Determining Adjusting Entries and Tracing
Their Effects to Financial Statements
Tim Angel opened a small travel agency. At the end of its second year of operation, Angel Travel, Inc., had the trial balance shown below.
Angel Travel, Inc.
Trial Balance
December 31, 2011
Cash |
$3,650 |
|
Accounts Receivable |
970 |
|
Prepaid Insurance |
195 |
|
Office Supplies |
610 |
|
Office Equipment |
6,800 |
|
Accumulated Depreciation-Office Equipment |
|
$670 |
Accounts Payable |
|
590 |
Unearned Travel Fees Revenues |
|
315 |
Common Stock |
|
3,300 |
Retained Earnings |
|
3,117 |
Dividends |
4,200 |
|
Travel Fees Revenue |
|
20,079 |
Office salaries expense |
8,300 |
|
Advertising Expense |
585 |
|
Rent Expense |
2,350 |
|
Telephone Expense |
411 |
|
|
$28,071 |
$28,071 |
The following information is also available:
a. Office supplies on hand, December 31, 2011, $180.

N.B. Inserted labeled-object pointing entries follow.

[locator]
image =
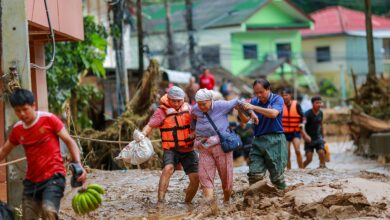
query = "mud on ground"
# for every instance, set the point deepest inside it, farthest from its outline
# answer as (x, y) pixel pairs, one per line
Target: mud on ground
(312, 194)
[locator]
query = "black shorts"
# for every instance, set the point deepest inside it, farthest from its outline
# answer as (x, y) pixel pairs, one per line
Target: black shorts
(316, 144)
(290, 136)
(189, 160)
(48, 192)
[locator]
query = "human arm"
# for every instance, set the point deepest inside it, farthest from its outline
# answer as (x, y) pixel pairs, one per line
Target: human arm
(305, 136)
(6, 149)
(74, 152)
(154, 122)
(245, 116)
(271, 112)
(147, 130)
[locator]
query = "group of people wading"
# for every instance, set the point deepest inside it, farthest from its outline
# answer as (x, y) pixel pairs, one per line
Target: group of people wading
(189, 139)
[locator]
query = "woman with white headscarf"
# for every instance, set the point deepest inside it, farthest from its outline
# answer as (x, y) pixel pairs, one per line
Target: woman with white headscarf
(211, 156)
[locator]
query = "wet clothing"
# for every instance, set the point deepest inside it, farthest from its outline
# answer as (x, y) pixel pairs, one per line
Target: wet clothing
(191, 90)
(269, 152)
(317, 145)
(160, 118)
(292, 117)
(313, 128)
(246, 135)
(188, 160)
(290, 136)
(41, 146)
(175, 128)
(214, 159)
(219, 114)
(313, 125)
(43, 199)
(269, 125)
(269, 149)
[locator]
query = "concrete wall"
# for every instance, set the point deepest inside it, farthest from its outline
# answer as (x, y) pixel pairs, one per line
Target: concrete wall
(266, 45)
(347, 52)
(356, 55)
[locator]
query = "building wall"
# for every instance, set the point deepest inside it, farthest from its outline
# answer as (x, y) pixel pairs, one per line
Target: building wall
(65, 16)
(266, 45)
(357, 56)
(326, 70)
(346, 52)
(270, 14)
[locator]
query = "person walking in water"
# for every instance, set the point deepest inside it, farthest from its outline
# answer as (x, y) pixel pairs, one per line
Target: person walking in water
(315, 130)
(173, 118)
(292, 123)
(269, 149)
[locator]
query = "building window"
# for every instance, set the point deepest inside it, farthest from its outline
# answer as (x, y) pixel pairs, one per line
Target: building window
(322, 54)
(250, 51)
(283, 50)
(210, 55)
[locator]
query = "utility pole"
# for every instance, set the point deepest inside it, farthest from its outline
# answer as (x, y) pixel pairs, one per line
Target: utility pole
(190, 31)
(370, 41)
(140, 37)
(122, 87)
(14, 51)
(170, 46)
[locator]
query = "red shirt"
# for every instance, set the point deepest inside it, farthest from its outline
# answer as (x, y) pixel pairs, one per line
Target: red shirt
(206, 81)
(41, 146)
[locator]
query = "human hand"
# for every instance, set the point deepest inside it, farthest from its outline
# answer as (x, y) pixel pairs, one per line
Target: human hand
(254, 118)
(307, 138)
(191, 136)
(247, 106)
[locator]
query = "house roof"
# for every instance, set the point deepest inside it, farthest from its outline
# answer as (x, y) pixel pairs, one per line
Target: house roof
(206, 14)
(339, 20)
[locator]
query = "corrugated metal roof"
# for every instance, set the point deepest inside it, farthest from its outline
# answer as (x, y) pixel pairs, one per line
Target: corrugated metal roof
(206, 14)
(337, 19)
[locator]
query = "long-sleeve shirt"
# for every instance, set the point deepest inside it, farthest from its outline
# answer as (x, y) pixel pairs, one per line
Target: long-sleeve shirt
(218, 113)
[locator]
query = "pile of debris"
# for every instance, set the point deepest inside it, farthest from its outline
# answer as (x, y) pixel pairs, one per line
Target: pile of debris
(101, 154)
(371, 112)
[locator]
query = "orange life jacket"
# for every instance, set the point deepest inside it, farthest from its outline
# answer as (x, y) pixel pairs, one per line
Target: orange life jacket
(291, 119)
(176, 126)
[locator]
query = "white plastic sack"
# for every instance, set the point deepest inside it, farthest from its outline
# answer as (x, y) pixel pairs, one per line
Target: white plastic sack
(138, 151)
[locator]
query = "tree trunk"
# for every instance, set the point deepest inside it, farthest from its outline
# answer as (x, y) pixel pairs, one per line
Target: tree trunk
(120, 70)
(190, 31)
(370, 41)
(170, 44)
(140, 37)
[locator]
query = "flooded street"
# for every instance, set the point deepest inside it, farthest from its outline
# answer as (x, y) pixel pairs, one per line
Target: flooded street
(354, 185)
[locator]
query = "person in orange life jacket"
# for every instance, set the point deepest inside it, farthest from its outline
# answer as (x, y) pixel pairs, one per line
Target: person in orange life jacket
(292, 120)
(173, 118)
(39, 132)
(315, 130)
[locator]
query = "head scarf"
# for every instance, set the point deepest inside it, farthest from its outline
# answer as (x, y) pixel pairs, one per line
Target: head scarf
(176, 93)
(203, 95)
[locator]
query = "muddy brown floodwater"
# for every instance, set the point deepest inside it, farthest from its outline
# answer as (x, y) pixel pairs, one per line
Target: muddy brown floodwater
(352, 187)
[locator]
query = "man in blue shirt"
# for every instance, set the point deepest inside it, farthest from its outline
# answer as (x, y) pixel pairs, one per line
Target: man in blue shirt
(269, 150)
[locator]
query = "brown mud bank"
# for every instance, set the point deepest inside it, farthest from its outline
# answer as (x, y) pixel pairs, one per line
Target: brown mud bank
(316, 193)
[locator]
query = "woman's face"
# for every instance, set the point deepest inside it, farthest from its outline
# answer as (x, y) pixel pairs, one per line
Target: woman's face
(204, 106)
(261, 93)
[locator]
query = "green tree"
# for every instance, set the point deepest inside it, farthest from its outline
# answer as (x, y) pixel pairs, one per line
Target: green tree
(74, 60)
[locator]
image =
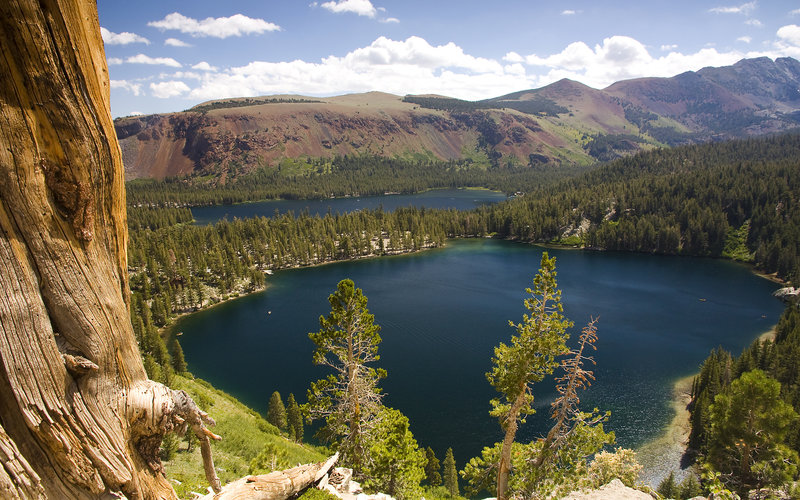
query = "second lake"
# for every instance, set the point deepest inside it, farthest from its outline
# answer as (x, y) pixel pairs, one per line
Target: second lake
(442, 312)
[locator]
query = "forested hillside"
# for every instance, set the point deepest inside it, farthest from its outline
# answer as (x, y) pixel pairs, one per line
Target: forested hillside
(734, 200)
(744, 410)
(731, 200)
(562, 124)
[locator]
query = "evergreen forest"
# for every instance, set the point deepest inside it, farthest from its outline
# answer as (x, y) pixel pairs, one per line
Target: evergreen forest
(736, 200)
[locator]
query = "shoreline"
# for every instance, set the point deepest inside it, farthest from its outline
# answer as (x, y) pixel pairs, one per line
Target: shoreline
(665, 453)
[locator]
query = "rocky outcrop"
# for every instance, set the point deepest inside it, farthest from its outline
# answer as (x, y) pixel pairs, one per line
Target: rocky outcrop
(788, 294)
(563, 123)
(614, 490)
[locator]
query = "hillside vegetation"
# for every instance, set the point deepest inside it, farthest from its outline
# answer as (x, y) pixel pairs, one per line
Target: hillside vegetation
(563, 124)
(735, 199)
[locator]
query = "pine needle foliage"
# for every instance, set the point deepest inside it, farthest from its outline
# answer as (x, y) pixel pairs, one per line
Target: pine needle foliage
(349, 399)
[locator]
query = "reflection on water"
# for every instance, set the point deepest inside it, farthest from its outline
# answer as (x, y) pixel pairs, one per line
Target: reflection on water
(442, 311)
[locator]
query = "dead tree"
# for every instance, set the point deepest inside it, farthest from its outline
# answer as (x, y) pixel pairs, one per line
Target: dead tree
(79, 418)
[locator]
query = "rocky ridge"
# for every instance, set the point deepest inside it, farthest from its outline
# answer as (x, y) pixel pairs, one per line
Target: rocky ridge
(563, 123)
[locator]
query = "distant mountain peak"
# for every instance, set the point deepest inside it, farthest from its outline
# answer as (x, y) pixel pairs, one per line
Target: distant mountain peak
(563, 122)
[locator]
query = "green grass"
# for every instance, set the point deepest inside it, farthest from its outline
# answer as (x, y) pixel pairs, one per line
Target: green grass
(244, 434)
(736, 244)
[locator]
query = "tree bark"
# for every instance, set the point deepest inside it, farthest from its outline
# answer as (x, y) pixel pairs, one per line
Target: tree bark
(79, 418)
(278, 485)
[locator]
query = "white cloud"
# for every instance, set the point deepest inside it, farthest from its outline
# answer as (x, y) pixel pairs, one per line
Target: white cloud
(124, 38)
(416, 51)
(745, 8)
(790, 34)
(144, 59)
(219, 27)
(621, 58)
(134, 88)
(513, 57)
(174, 42)
(360, 7)
(181, 74)
(204, 66)
(165, 90)
(412, 66)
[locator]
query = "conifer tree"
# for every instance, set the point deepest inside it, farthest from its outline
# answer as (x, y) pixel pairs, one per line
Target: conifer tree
(178, 361)
(450, 474)
(541, 338)
(294, 418)
(276, 412)
(749, 422)
(350, 398)
(396, 464)
(432, 468)
(667, 487)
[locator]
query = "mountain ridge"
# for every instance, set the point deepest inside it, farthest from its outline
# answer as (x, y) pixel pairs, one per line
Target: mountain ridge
(565, 122)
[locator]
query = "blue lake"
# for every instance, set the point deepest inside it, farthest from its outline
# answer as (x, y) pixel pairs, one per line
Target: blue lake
(460, 199)
(442, 312)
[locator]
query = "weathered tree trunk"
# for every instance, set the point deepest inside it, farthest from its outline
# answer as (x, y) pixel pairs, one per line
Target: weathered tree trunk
(78, 418)
(278, 485)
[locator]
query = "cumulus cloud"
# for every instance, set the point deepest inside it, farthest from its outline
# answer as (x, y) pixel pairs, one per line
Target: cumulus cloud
(219, 27)
(790, 34)
(745, 8)
(133, 88)
(124, 38)
(622, 58)
(513, 57)
(165, 90)
(414, 66)
(204, 66)
(401, 67)
(360, 7)
(174, 42)
(145, 59)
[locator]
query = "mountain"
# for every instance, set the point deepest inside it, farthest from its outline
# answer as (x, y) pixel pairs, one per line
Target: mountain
(563, 123)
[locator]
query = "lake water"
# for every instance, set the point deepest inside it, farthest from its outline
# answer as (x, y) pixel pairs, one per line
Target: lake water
(442, 312)
(460, 199)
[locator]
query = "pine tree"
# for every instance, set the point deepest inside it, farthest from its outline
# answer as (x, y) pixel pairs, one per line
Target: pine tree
(396, 464)
(450, 474)
(749, 422)
(276, 412)
(667, 487)
(350, 398)
(541, 337)
(432, 468)
(294, 417)
(178, 361)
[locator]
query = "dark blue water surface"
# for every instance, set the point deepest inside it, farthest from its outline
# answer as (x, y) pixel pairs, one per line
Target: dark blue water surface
(442, 312)
(460, 199)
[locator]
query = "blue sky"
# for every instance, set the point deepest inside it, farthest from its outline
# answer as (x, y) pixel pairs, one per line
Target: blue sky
(170, 55)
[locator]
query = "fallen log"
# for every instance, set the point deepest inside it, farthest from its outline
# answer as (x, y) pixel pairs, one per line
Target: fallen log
(278, 485)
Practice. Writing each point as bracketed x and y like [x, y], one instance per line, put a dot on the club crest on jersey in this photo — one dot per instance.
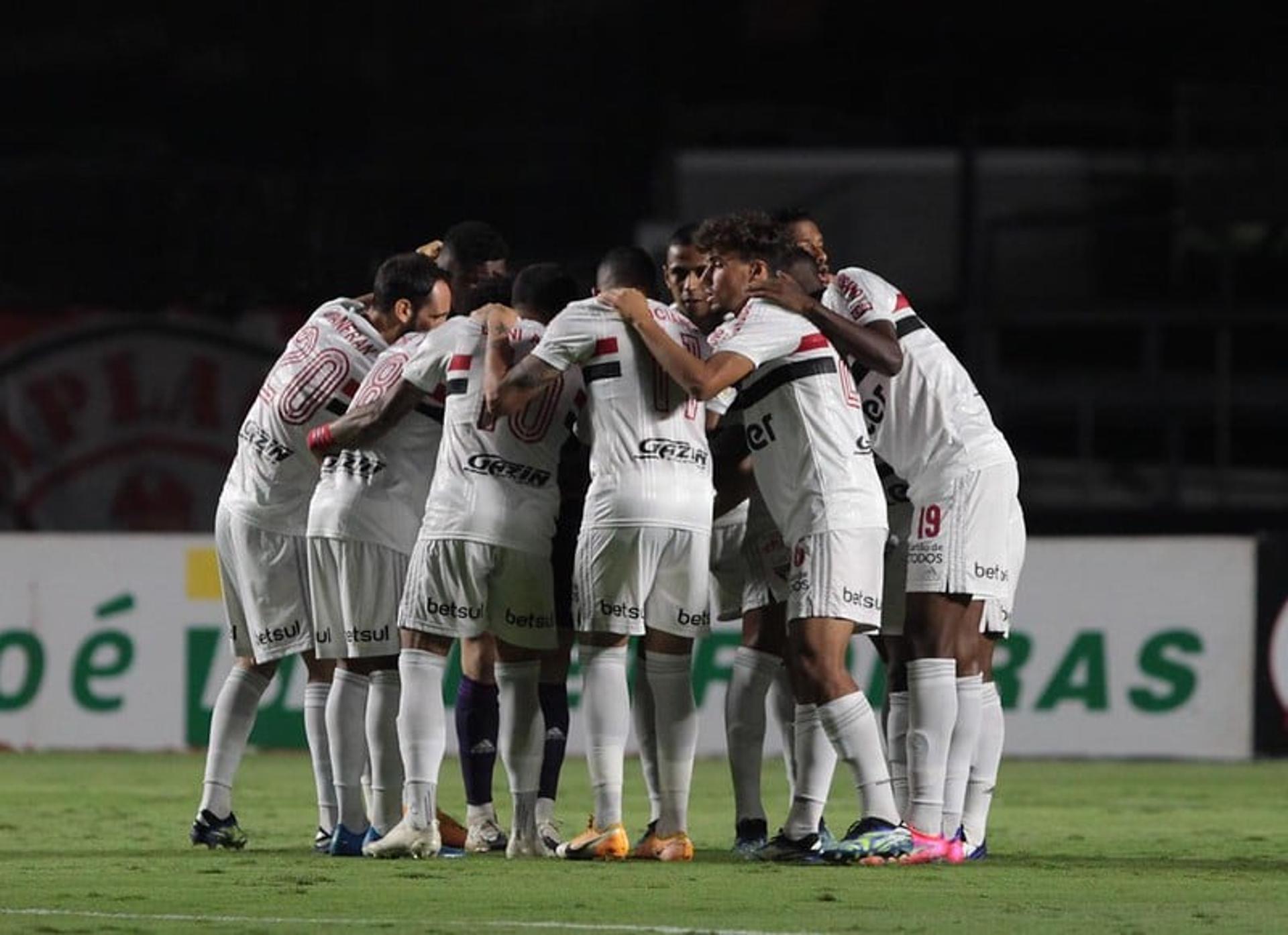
[672, 450]
[498, 467]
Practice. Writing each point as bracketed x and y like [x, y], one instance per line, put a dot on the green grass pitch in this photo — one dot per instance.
[98, 842]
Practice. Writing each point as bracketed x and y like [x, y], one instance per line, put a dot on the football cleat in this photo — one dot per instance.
[217, 832]
[596, 844]
[869, 841]
[786, 850]
[322, 841]
[750, 835]
[549, 836]
[484, 835]
[925, 848]
[676, 846]
[451, 831]
[345, 842]
[403, 840]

b. Insurance still unexpired, $65.
c. Estimated depreciation of office equipment, $650.
d. Telephone expense for December, $45; the bill was received but not recorded.
e. The services for all unearned travel fees revenue had been performed by the end of the year.
f. Estimated federal income taxes for the year, $2,385.
REQUIRED
1. Open T accounts for the accounts in the trial balance plus the following: Income Taxes Payable, Insurance Expense, Office Supplies Expense, Depreciation Expense- Office Equipment, and Income Taxes Expense. Record the balances shown in the trial balance.
2. Determine the adjusting entries and post them directly to the T accounts.
3. Prepare an adjusted trial balance, an income statement, a statement of retained earrings, and a balance sheet.
4. Why is it not necessary to show the effects of the above transactions on the statement of cash flows?